Deuxième Courbe (2006-2017) : L’Ère des Engrais Standardisés
La deuxième courbe, de 2006 à 2017, a vu l’avènement des engrais standardisés. Avec une nouvelle équipe dirigeante, l’OCP a fait passer sa production de 2,5 millions à 10 millions de tonnes. Le groupe a créé une société d’ingénierie, JESA, conscient qu’aucune ambition industrielle mondiale n’est durable sans une maîtrise de bout en bout des projets. Il a également fondé OCP Africa pour irriguer le continent et l’UM6P, convaincu que sans recherche et innovation, le reste demeure fragile.
Troisième Courbe (Depuis 2017) : Solutions Sur Mesure et Diversification
La troisième courbe, depuis 2017, est celle des solutions de fertilisation sur mesure et de la croissance multi-métiers. L’OCP ne se contente plus de vendre des engrais. Il propose des solutions de fertilisation adaptées aux besoins spécifiques. Le groupe s’aventure dans la chimie de spécialité, ce que ses dirigeants nomment le « phosphate hacking » : uranium, fluor, terres rares, acides techniques pour batteries, et peut-être même des applications pharmaceutiques à l’avenir. La crise du soufre de 2025-2026 ne fait qu’éprouver cette trajectoire, et le groupe en sort renforcé.

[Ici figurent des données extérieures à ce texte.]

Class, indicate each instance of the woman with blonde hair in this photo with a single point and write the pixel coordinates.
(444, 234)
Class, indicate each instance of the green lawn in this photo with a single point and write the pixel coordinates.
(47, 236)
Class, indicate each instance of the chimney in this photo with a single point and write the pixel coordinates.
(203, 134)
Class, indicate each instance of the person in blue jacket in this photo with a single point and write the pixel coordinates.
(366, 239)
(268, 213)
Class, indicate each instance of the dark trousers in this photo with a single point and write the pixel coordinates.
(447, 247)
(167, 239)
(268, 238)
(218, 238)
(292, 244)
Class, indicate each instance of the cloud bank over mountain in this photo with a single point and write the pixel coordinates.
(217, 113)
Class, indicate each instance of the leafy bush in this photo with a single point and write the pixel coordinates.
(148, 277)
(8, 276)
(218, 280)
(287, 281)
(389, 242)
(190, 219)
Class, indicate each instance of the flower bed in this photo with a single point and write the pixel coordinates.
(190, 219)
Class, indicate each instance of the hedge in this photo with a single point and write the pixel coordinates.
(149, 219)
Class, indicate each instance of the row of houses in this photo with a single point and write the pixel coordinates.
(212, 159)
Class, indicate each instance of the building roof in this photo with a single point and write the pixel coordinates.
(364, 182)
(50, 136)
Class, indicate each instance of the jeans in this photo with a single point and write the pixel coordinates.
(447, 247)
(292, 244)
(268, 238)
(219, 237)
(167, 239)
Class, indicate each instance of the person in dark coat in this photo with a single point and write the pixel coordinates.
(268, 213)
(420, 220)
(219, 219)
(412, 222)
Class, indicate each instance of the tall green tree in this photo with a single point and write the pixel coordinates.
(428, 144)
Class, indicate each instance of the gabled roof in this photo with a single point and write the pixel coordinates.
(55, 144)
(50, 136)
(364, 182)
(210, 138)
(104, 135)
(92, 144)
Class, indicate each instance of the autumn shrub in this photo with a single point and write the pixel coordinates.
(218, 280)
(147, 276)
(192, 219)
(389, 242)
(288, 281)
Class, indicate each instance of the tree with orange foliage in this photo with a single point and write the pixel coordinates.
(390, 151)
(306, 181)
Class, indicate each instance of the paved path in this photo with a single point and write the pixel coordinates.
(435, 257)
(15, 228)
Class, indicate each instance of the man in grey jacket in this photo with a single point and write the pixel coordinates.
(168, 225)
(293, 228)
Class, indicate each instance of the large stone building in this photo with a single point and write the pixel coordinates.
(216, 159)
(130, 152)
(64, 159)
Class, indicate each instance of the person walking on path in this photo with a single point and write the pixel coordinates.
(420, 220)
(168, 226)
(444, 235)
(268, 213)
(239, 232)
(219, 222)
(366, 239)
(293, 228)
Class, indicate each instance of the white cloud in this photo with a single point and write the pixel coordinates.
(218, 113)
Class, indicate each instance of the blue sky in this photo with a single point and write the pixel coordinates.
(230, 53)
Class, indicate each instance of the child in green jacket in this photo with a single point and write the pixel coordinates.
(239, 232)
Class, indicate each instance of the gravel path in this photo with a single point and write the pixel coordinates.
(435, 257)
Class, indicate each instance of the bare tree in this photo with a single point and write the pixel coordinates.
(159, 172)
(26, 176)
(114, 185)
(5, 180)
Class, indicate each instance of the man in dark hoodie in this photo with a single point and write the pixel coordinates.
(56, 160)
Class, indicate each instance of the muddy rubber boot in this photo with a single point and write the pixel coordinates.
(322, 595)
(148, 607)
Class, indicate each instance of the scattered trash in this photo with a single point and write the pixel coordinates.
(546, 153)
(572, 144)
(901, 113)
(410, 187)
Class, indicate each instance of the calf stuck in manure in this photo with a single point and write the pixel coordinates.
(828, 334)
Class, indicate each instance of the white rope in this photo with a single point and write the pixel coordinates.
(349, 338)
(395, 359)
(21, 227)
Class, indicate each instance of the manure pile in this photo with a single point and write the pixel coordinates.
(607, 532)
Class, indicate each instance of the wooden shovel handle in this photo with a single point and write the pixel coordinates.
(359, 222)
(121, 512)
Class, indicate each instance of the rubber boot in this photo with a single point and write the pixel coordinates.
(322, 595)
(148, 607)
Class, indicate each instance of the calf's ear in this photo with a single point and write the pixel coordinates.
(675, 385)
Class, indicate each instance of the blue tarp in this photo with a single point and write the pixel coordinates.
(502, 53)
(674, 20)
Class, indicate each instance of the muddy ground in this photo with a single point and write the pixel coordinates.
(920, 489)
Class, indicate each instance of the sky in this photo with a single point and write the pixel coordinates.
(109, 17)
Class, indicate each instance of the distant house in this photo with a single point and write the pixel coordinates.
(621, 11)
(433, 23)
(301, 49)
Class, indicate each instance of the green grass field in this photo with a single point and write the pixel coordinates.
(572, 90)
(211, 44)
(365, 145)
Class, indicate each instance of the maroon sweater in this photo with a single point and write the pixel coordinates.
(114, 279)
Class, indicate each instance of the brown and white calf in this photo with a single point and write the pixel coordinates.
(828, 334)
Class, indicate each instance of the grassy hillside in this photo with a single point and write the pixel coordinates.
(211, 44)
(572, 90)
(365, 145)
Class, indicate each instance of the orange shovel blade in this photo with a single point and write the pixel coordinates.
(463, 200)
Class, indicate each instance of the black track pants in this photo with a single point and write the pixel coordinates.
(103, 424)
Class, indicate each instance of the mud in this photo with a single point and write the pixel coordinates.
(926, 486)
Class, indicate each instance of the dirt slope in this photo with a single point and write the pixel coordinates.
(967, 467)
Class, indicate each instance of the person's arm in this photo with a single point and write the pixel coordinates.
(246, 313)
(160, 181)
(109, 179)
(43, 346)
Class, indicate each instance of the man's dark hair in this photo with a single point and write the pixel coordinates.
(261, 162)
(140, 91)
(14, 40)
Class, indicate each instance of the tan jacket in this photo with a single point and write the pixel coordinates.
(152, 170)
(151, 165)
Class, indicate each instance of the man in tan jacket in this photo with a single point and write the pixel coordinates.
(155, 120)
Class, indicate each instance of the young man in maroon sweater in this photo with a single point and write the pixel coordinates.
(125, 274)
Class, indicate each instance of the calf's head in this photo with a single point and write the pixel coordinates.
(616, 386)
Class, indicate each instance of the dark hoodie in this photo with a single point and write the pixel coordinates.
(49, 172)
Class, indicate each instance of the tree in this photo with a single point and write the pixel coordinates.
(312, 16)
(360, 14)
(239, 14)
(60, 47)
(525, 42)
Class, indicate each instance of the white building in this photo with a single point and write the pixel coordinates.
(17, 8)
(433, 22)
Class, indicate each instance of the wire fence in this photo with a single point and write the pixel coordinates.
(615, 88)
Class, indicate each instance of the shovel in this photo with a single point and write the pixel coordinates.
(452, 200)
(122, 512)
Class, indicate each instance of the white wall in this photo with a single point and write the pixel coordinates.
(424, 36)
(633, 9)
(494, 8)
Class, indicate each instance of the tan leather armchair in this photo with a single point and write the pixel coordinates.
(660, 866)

Innovation et Diversification : L’UM6P, Moteur de la Révolution OCP
L’UM6P (Université Mohammed VI Polytechnique) est un véritable catalyseur d’innovation. Dans ses laboratoires, une idée audacieuse a pris corps : et si ce que nous appelions « impuretés » dans la roche phosphatée était en réalité des éléments de grande valeur ? Uranium, fluor, terres rares… L’Université a développé des procédés pour extraire ces éléments de l’acide phosphorique. C’est une véritable révolution. L’OCP n’est plus seulement un producteur de phosphate ; il devient un groupe multi-minéral.
Vers un Leadership Multi-Minéral
Le groupe est déjà le premier producteur mondial d’acide phosphorique. Il sera bientôt le premier producteur mondial de fluor. Et il est déjà un acteur majeur dans la récupération d’uranium. C’est un nouveau paradigme qui se dessine. La crise du soufre, loin d’être un obstacle, est devenue un catalyseur de la transformation stratégique de l’OCP, renforçant sa position de leader mondial de l’agriculture durable et des ressources minérales diversifiées.